As Sprout Social, a brand solutions company, points out: “The transition to everything digital [under Covid-19] has elevated everything about the work you do, and every move you make on social is being scrutinised.”
Like dead air was once to radio, ‘ghosting’ is now considered the gravest of ‘social’ infractions in modern media. And yet, it is in that silence between the posts, mails, and all manner of digital chatter that we pick up the subtleties of the noisy world around us. The unspoken. The journey and the destination.

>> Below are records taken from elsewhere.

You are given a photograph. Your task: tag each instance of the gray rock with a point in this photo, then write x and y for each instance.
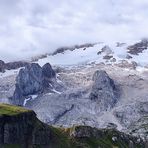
(48, 72)
(30, 79)
(2, 66)
(103, 90)
(33, 79)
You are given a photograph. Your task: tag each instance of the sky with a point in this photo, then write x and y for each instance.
(33, 27)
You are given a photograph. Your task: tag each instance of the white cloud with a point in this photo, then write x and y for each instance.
(32, 27)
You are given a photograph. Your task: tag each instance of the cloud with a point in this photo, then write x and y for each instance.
(34, 27)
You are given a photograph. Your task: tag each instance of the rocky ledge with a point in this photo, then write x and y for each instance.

Ludwig Wittgenstein famously wrote in Tractatus Logico-Philosophico, “whereof one cannot speak thereof one must be silent”, adding later that “musical thought, the score, the waves of sound, all stand to one another in that pictorial internal relation… between language and the world”.
Thought, logic, language, perception and intention feature prominently in the Austro-British philosopher’s early work. He teaches us that the intention behind silence, and how it is perceived, is where the really captivating stuff resides.
But the big question remains: can a new golden age of silence emerge out of the post-Covid chatter-sphere?
That’s something for Silent Bob to mull over.